On flipping and precaution

Since the world is full of ignorant people that don't understand Swedish, I will try to stick to English.

A very common feature of complex systems (e.g. organisms, ecosystems, the ecosphere, economic systems) is the habit of nonlinear changes. That makes their behavior extremely hard to predict. If you are inside such a system, e.g. a climate
system, they are easy to interpret as stable or predictable.
You make a complicated calculation and come to the conclusion that the temperature (or sea level, or any other characteristic of the system) will change, say, 1% within 100 years. The only thing that can be said
safely of such a calculation is that it is wrong. Complex systems don't change in that way. They flip, i.e. they suddenly change into another state that can not be calculated from the knowledge of their current parts.

Two typical ways of flipping in a complex system. The upper is a 'bifurcation', the system changes into one of two alternate stable states (e.g. a climate changing into a new heat period or a new ice age) the lower is a 'catastrophe' (e.g. a stripped ecosystem that changes into a desert). The main issue is that, after flipping, there is no way back, even if the original variables are restored.

If you live within the system, before the flip, you are unable to predict the flip. You may be able to predict that a flip will come, but not when, because there are very few signs from within that the system will make an abrupt change, and how.
If you live in, say, the upper system, some way from the place when the system is so strained that it will bifurcate, you can not tell when the bifurcation will come, because there are no signs of it.

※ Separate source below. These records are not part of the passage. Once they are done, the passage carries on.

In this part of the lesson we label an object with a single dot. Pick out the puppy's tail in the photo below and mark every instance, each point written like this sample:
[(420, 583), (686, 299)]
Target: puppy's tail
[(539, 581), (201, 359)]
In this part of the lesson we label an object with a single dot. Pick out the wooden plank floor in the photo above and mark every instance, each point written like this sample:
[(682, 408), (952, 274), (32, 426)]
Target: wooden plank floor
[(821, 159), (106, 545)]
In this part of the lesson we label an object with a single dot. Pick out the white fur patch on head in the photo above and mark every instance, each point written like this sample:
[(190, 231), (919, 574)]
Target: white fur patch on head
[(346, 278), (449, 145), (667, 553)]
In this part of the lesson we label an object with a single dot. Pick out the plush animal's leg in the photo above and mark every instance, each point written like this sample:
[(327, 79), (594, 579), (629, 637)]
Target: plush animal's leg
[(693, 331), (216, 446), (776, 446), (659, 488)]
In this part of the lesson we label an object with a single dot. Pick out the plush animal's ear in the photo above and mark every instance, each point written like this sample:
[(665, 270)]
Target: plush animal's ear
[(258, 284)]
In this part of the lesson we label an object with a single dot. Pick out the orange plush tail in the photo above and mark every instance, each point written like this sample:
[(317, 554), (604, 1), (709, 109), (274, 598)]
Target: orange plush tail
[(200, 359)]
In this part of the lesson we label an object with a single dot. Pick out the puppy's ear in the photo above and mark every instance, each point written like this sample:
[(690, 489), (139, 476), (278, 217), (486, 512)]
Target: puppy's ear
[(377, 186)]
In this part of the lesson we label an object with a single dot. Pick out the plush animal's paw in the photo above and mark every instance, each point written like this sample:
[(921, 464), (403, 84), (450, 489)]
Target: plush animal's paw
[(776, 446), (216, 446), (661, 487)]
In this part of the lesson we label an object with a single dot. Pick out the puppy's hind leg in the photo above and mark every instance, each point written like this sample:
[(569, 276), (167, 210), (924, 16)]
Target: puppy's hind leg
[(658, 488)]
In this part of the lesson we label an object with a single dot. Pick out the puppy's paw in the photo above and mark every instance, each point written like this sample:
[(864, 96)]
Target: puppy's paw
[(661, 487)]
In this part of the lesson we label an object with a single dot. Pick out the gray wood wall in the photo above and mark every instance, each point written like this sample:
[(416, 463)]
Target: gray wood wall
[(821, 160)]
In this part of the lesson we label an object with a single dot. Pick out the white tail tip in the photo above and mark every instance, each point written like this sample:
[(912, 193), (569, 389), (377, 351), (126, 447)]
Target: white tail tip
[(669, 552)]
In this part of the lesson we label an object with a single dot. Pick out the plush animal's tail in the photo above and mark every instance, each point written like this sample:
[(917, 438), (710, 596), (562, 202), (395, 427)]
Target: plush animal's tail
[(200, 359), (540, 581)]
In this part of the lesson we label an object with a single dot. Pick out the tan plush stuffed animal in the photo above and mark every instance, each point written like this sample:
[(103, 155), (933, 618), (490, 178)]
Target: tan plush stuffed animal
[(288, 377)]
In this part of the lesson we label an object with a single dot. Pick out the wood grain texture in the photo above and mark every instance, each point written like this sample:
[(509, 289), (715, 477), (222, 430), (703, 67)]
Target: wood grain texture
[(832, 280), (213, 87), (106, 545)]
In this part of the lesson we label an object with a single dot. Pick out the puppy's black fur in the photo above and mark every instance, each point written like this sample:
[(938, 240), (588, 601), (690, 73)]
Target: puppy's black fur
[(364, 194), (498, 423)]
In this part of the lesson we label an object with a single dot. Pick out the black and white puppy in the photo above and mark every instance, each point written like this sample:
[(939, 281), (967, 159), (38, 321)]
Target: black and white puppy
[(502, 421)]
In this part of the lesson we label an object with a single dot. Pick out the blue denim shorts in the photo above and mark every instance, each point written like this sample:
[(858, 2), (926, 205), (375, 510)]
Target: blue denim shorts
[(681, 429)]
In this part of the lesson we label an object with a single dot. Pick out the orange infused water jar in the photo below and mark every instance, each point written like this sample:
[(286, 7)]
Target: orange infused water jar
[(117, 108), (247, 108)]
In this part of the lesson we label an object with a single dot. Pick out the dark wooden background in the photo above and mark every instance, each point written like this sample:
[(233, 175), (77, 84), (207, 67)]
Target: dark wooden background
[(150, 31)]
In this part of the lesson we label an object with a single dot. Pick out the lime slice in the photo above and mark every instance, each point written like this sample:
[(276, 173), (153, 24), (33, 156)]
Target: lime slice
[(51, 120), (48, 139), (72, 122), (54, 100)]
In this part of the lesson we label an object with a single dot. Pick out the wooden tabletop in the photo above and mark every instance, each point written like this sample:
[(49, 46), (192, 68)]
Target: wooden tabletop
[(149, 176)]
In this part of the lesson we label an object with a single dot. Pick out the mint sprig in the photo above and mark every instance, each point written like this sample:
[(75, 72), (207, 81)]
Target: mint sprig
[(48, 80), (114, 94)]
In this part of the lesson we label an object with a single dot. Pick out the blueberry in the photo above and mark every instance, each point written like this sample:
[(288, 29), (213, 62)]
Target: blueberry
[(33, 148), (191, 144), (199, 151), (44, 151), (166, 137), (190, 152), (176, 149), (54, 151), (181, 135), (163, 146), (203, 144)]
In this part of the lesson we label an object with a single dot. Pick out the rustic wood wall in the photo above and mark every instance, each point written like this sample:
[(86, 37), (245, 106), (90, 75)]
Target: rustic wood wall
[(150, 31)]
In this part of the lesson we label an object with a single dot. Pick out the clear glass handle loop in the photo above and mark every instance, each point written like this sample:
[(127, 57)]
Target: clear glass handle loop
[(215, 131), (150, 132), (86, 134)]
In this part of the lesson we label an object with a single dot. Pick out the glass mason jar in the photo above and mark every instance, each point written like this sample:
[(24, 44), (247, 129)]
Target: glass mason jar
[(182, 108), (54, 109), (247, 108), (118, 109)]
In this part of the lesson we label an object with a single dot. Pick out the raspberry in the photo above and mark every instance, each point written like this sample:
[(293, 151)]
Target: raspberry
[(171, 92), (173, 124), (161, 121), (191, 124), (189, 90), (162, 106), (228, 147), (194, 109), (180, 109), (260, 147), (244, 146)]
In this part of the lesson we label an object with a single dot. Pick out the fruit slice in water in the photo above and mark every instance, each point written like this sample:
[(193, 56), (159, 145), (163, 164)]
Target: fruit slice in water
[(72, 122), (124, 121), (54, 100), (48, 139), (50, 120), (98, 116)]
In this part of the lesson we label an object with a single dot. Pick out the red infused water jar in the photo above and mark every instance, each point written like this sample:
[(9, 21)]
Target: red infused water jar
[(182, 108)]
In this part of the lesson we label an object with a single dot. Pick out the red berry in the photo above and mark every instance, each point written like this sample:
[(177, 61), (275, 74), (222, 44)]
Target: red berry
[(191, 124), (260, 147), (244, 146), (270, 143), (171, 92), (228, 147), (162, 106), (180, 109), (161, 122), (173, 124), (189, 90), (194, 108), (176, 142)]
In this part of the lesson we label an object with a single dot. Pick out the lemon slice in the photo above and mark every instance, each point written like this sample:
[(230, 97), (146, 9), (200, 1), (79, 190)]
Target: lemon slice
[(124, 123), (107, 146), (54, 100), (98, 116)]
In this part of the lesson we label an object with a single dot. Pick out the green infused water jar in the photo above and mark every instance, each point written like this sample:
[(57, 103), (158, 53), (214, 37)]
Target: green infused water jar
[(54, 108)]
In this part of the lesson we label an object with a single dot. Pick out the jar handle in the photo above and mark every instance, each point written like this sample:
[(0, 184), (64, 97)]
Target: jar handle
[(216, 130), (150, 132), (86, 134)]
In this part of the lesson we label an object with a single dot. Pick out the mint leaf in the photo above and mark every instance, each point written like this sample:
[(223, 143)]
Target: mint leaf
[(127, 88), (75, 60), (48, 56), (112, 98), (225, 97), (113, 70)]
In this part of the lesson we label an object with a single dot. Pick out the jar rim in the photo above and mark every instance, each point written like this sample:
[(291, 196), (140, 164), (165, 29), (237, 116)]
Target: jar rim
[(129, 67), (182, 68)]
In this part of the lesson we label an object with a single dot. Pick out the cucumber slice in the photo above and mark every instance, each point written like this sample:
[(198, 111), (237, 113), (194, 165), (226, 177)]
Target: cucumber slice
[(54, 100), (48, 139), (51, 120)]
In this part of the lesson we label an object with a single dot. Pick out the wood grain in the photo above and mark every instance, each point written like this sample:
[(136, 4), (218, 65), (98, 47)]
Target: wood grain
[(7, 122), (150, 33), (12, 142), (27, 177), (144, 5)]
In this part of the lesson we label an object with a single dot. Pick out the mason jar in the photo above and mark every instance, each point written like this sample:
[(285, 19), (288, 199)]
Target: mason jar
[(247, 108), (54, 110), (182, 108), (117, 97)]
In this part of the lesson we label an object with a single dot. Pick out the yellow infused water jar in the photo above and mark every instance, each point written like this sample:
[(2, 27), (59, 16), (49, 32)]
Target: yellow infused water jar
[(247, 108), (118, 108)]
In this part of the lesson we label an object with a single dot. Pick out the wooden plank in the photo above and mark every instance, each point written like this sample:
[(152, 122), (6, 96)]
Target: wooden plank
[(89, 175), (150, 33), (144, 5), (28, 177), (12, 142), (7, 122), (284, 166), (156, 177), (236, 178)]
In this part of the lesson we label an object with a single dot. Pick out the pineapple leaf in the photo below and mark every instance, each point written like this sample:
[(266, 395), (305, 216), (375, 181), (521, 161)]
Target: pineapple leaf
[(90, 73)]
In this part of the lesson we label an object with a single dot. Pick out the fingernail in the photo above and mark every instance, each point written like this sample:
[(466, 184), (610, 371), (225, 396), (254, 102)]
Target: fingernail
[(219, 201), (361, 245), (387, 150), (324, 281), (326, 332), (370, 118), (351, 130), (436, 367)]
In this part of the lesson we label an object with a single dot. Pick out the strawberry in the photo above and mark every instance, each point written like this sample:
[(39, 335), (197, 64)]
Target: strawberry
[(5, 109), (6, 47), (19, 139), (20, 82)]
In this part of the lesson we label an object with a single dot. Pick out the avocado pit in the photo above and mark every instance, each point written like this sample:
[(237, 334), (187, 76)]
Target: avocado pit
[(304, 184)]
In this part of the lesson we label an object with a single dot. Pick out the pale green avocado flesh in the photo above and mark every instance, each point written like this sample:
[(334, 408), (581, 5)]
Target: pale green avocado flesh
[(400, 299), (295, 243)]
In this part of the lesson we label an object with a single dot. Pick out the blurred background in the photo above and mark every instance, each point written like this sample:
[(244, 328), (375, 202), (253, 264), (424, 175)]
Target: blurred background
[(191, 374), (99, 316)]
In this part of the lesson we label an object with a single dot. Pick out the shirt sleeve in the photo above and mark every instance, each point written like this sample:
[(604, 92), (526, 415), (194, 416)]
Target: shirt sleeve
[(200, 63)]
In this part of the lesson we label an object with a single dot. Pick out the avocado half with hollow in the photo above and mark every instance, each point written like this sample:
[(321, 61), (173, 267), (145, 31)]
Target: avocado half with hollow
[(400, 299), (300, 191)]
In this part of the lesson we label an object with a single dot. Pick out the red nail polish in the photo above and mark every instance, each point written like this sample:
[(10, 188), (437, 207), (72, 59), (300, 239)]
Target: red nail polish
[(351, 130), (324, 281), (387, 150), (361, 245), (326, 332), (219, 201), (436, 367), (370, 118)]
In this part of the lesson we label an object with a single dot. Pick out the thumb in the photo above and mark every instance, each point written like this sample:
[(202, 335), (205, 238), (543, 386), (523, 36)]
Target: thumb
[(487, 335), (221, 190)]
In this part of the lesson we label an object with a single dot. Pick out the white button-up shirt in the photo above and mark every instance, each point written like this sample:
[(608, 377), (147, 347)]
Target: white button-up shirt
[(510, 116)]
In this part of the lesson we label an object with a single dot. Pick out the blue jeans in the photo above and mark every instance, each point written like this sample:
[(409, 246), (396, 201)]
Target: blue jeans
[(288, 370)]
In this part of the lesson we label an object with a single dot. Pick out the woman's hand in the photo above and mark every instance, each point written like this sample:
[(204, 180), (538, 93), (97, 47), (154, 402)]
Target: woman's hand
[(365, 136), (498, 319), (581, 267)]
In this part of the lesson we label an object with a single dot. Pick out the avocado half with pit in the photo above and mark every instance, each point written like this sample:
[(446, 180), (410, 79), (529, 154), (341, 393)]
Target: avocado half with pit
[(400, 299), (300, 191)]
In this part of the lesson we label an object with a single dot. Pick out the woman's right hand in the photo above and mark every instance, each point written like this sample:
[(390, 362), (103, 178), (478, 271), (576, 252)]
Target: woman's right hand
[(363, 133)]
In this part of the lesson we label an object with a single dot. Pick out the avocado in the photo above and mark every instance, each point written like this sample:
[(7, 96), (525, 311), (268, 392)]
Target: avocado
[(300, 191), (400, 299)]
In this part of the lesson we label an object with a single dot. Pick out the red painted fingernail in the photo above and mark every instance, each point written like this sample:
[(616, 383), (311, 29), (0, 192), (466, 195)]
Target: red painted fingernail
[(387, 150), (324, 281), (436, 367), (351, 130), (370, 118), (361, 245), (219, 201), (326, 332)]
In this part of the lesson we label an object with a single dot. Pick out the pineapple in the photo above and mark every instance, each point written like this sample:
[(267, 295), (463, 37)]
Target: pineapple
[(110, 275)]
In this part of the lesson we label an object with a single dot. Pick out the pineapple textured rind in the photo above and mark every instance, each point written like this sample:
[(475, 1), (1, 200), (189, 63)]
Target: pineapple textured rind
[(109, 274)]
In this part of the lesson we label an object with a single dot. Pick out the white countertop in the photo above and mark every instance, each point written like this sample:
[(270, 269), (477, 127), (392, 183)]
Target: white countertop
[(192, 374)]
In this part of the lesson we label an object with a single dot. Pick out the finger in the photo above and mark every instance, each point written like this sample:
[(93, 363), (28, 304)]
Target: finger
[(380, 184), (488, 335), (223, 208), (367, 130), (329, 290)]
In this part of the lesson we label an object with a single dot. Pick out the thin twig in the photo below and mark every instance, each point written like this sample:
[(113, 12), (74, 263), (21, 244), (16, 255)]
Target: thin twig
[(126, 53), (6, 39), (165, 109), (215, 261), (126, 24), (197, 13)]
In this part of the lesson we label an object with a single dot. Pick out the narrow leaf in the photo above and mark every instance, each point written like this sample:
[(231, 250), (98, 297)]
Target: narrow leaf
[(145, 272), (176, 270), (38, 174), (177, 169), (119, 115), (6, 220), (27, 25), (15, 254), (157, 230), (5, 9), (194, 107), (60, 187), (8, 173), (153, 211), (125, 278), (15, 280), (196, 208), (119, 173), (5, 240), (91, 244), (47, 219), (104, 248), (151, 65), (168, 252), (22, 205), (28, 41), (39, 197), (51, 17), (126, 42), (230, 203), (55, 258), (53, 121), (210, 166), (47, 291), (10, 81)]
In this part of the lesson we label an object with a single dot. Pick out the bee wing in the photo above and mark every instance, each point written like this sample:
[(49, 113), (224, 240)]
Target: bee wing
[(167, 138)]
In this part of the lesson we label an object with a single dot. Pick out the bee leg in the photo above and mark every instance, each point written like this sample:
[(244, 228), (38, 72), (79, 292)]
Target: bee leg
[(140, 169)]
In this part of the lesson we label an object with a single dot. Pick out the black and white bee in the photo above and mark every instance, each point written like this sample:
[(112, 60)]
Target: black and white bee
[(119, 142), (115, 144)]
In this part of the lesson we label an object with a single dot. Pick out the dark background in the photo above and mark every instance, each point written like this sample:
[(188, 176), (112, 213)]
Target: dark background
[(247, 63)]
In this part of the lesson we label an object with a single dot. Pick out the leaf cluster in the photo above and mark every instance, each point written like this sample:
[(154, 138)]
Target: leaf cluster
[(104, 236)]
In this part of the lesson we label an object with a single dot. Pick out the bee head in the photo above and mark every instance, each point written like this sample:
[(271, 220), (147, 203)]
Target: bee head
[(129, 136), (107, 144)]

The most beautiful (and recent) example of a climate bifurcation was the change into Younger Dryas about 12000 years ago, when the climate of the Northern hemisphere changed from a warm-moist climate into a cold-dry in a period of less than ten years. It lasted about 1300 years, delaying the start of the current interglacial period.

Possible flips
There is a multitude of possible climate flips. Most of them are interacting with each other, making the overall effect highly unpredictable. Examples are such as the calving of the Ross-ice, the loss of the Gulf stream, the thawing of the polar tundra, emitting methane, the loss of the Arctic polar cap. All of those are non-linear changes, unpredictable until they start, almost impossible to revert when they start.

Run up by the scientists
This blog was written in September 2007. Already in Februay 2008, it has become an official truth.
Read the article in Independent.

What can we do?
Treat climate flips as a pack of lions on the savanna; chose another path that leads away from them. Currently, the widest path that leads into a climate flip is the emission of of ghg, notably carbon dioxide. But, as in the case with the lion pack, it is senseless to go slower into the pack (equivalent of emitting less carbon dioxide), you have go backwards, i.e. you have to diminish the carbon dioxide cloud. I.e. reduce it by more than you emit.
Ceterum censeo: You have to bind carbon (in the form of charcoal) at a faster rate than you emit carbon dioxide.
Otherwise it is like standing there, looking at the lions, until they get hungry.